As mentioned last week, this year’s Symposium on Simulation for Architecture and Urban Design (SimAUD) was held on Friday and Saturday of last week (with some pre-conference workshops on the Thursday).
Autodesk has supported SimAUD since its inception – in fact a number of the people who started the conference were working for Autodesk Research at the time – and we continue to be a proud sponsor of the event, I’m pleased to say. It’s great that our sponsorship helped this year’s SimAUD be free to attend, as it encouraged record numbers of registrants (500+!) and attendees.
If you weren’t able to attend, then not to worry: the whole event was live-streamed on YouTube and you can catch up on all the non-social sessions from there. In fact that’s a large part of what I’ve been doing today and expect to continue doing tomorrow.
As it’s a little tricky to find the recordings of the sessions you’re interested in (you can see the program here, in case), I decided to go through and link to the relevant locations in the live-stream(s) from a blog post.
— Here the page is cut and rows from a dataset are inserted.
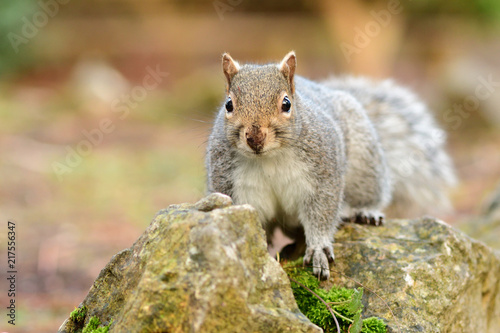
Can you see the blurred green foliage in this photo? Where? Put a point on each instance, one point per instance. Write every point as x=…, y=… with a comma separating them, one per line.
x=483, y=11
x=11, y=21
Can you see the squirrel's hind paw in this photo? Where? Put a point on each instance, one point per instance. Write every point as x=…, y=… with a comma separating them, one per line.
x=320, y=259
x=368, y=217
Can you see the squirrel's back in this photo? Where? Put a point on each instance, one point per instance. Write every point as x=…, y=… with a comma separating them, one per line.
x=413, y=144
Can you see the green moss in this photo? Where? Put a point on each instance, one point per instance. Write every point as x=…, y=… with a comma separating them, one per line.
x=93, y=326
x=78, y=315
x=346, y=303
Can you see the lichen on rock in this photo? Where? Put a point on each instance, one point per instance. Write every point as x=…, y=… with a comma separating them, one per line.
x=197, y=268
x=431, y=276
x=204, y=267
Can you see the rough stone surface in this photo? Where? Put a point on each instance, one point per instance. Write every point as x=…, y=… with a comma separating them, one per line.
x=197, y=268
x=204, y=268
x=433, y=277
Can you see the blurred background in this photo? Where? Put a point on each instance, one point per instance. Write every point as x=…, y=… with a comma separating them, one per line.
x=105, y=107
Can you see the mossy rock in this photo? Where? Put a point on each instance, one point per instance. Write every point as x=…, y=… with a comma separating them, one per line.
x=205, y=268
x=197, y=268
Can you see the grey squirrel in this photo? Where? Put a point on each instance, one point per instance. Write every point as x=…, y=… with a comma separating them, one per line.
x=306, y=154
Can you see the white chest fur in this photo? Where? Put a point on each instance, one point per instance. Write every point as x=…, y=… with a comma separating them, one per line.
x=275, y=184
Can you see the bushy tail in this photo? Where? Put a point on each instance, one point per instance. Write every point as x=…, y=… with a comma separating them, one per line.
x=413, y=144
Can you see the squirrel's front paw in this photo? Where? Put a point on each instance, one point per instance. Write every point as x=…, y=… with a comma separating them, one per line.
x=320, y=258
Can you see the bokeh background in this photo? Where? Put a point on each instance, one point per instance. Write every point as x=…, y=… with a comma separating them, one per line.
x=92, y=144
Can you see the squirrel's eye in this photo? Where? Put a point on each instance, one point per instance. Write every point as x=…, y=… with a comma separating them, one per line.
x=229, y=105
x=286, y=105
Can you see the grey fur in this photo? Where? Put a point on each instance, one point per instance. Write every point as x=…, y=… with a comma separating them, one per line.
x=350, y=146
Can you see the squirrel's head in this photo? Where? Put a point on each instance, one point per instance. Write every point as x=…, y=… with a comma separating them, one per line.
x=259, y=107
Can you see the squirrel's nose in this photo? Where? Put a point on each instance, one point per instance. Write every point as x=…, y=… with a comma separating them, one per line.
x=255, y=137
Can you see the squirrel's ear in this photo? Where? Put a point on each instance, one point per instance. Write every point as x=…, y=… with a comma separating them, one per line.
x=229, y=66
x=287, y=67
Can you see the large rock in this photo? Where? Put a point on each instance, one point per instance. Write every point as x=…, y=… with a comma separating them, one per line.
x=204, y=268
x=433, y=277
x=197, y=268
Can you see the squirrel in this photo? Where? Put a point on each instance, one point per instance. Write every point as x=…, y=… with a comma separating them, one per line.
x=306, y=154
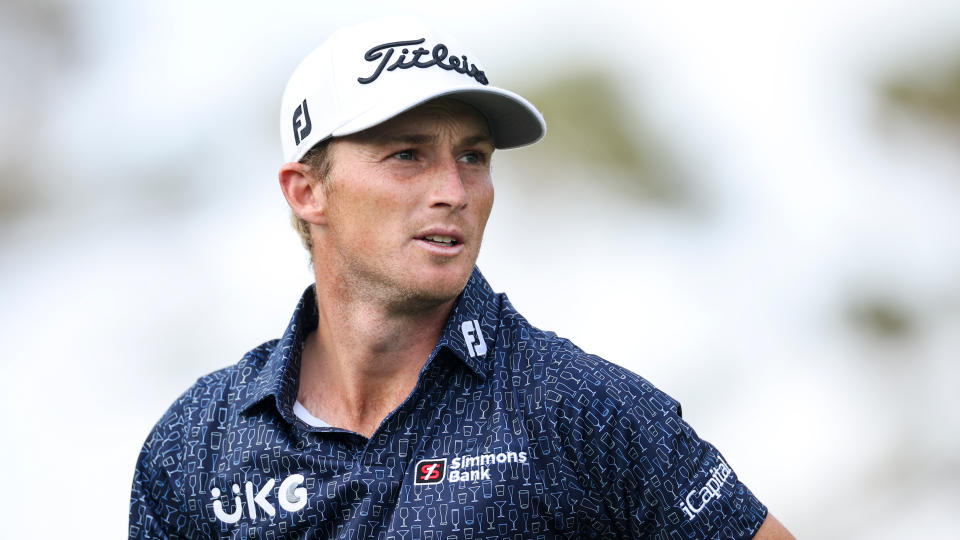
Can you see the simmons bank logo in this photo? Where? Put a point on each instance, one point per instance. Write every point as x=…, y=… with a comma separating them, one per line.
x=463, y=468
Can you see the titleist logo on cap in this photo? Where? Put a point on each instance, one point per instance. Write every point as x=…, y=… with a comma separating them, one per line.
x=439, y=56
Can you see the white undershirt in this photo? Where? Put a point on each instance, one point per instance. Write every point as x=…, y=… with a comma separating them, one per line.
x=302, y=413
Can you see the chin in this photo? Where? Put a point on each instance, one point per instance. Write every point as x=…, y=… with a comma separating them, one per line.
x=432, y=288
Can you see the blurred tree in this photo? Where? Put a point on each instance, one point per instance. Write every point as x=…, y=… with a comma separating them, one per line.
x=38, y=44
x=590, y=123
x=931, y=92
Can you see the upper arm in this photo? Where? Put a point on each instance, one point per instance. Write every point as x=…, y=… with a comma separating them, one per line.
x=772, y=529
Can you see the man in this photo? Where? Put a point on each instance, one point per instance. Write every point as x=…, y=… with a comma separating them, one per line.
x=406, y=399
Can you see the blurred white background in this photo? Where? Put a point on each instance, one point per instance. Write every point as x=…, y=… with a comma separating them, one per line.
x=755, y=205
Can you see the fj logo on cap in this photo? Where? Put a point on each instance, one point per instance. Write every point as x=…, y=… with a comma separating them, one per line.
x=300, y=131
x=430, y=471
x=439, y=56
x=476, y=346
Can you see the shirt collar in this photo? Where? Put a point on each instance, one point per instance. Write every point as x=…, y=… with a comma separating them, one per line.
x=470, y=334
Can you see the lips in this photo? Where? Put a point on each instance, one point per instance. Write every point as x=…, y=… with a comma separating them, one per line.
x=440, y=240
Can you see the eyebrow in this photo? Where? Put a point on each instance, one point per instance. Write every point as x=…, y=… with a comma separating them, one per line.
x=423, y=138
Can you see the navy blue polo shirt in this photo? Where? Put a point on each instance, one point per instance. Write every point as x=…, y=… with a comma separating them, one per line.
x=510, y=432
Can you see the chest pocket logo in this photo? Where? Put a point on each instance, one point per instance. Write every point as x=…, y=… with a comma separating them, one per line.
x=472, y=335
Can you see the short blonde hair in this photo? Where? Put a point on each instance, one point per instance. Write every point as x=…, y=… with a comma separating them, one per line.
x=318, y=162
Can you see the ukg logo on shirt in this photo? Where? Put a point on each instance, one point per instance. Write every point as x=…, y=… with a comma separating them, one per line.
x=291, y=497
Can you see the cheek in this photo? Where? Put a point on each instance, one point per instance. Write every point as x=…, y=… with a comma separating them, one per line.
x=484, y=201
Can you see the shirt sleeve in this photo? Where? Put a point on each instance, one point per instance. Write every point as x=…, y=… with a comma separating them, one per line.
x=154, y=501
x=651, y=475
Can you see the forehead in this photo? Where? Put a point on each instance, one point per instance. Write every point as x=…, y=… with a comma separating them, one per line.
x=439, y=118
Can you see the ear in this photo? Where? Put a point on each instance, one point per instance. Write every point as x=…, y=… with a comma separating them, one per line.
x=303, y=192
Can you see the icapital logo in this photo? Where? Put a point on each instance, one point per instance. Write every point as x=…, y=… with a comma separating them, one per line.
x=709, y=492
x=463, y=468
x=290, y=496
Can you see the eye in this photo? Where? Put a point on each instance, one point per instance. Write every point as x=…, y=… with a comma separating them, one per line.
x=473, y=158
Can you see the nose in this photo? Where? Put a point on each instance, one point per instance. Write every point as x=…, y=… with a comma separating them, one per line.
x=448, y=190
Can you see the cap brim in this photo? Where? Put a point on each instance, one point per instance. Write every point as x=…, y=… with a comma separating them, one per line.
x=513, y=120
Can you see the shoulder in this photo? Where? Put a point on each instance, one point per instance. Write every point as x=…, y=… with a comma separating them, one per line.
x=573, y=381
x=205, y=402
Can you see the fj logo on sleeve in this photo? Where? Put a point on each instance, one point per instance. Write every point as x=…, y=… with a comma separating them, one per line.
x=472, y=335
x=290, y=496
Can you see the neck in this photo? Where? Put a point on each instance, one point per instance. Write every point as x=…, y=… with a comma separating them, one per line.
x=364, y=358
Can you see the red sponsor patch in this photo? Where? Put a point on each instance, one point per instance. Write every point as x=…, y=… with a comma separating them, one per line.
x=430, y=471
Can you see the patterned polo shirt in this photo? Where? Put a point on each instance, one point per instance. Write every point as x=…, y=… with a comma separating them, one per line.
x=510, y=432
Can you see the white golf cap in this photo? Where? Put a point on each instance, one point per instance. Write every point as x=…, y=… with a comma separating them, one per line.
x=366, y=74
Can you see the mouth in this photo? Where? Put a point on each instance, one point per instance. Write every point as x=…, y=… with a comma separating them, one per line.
x=440, y=240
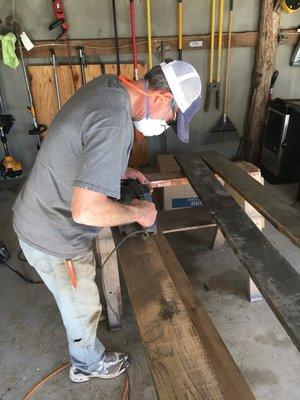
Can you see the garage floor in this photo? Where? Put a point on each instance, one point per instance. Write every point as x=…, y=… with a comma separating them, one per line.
x=32, y=338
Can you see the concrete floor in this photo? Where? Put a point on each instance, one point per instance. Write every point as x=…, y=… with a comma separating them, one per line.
x=32, y=338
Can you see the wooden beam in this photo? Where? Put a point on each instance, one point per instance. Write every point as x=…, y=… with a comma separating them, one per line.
x=165, y=179
x=276, y=279
x=106, y=46
x=286, y=219
x=186, y=356
x=265, y=59
x=184, y=219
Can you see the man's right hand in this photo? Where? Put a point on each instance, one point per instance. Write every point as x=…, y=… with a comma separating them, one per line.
x=147, y=212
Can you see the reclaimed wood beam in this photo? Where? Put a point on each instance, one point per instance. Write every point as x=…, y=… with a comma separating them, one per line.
x=276, y=279
x=186, y=355
x=264, y=66
x=286, y=219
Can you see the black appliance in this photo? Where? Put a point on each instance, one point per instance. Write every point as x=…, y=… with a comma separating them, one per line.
x=280, y=153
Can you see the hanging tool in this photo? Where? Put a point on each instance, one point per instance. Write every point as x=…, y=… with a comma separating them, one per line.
x=213, y=86
x=83, y=64
x=180, y=29
x=61, y=21
x=210, y=85
x=219, y=62
x=290, y=6
x=225, y=124
x=56, y=85
x=38, y=129
x=273, y=81
x=10, y=168
x=132, y=20
x=149, y=34
x=116, y=37
x=60, y=18
x=132, y=189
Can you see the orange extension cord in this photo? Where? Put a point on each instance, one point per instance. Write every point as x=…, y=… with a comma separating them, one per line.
x=56, y=371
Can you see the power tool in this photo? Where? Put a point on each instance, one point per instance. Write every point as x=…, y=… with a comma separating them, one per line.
x=10, y=168
x=58, y=9
x=131, y=189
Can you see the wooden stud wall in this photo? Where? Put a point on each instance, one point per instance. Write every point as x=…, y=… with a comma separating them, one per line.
x=44, y=96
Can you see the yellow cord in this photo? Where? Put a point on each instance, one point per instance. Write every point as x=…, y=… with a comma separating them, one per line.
x=149, y=34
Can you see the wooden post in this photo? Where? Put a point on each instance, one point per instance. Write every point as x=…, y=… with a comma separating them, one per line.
x=104, y=243
x=266, y=51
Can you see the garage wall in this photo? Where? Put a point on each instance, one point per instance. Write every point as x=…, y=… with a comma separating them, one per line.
x=93, y=19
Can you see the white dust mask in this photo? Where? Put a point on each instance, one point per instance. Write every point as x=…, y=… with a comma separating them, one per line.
x=151, y=127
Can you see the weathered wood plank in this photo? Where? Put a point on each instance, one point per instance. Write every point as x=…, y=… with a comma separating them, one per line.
x=180, y=364
x=184, y=219
x=110, y=277
x=276, y=279
x=225, y=368
x=164, y=179
x=286, y=219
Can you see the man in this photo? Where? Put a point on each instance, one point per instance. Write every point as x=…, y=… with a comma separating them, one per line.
x=73, y=186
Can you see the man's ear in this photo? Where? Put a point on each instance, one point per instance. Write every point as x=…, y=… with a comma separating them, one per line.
x=163, y=97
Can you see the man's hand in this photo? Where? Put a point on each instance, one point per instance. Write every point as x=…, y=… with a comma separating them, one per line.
x=132, y=173
x=147, y=212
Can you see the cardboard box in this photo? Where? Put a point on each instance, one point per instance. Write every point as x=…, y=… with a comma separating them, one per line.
x=182, y=196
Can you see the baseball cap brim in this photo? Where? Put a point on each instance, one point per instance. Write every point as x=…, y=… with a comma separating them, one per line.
x=184, y=118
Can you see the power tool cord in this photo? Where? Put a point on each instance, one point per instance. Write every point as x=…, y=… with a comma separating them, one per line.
x=126, y=393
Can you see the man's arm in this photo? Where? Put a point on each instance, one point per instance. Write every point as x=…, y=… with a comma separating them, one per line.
x=96, y=209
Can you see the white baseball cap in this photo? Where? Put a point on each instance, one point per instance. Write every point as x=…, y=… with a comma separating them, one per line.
x=185, y=84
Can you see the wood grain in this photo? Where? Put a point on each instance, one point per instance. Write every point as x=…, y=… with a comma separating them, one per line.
x=178, y=358
x=276, y=279
x=184, y=219
x=286, y=219
x=44, y=96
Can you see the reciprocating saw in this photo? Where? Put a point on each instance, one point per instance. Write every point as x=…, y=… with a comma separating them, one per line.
x=131, y=189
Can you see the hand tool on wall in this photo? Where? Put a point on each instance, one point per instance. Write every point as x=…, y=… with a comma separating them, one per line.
x=132, y=189
x=60, y=18
x=213, y=86
x=116, y=36
x=132, y=21
x=225, y=124
x=149, y=34
x=10, y=168
x=290, y=6
x=38, y=129
x=180, y=29
x=210, y=85
x=83, y=64
x=60, y=21
x=273, y=81
x=56, y=85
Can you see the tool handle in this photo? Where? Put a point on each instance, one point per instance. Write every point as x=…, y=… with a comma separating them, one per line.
x=180, y=29
x=38, y=130
x=148, y=5
x=133, y=35
x=56, y=23
x=116, y=36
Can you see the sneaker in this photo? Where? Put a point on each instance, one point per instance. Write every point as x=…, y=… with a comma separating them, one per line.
x=110, y=366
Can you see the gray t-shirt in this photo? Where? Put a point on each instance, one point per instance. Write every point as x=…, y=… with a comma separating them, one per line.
x=88, y=145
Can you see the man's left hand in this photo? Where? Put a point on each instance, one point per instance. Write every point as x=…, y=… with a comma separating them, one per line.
x=132, y=173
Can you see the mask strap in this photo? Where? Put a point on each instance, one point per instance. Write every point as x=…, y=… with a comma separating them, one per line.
x=145, y=84
x=128, y=83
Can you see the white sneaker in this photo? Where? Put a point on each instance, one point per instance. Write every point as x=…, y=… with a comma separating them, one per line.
x=110, y=366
This one, obviously. ;-)
- Day 1
- Opening
- Keynote by Sabine Rau-Oberhuber
- S1: ML/AI & Physics
- S2: Urban-Scale Modelling, Generation & Visualization
- Keynote by Upali Nanda
- S3: (Day)Lighting
- S4: ML/AI & Physics
- S5: Urban-Scale Modelling & Visualization
- Keynote by Burcin Becerik-Gerber and Dan Sullivan
- S6: AR & VR
- Day 2
Here are the two uber-videos embedded, in case you really want to watch the whole 19+ hours of content from beginning to end to get the full SimAUD experience:
Day 1
Day 2
While I wasn’t able to attend much of the event live – the timing didn’t work very well for me, being based in Europe and having existing weekend plans – I did manage to join a couple of the social sessions on Thursday and Saturday.
The organisers are a great bunch of people, so it’s always a pleasure to hang out with them. In fact, this is one of the conferences I’m really looking forward to seeing become physical again, if only for the social interactions. Next year, I hope!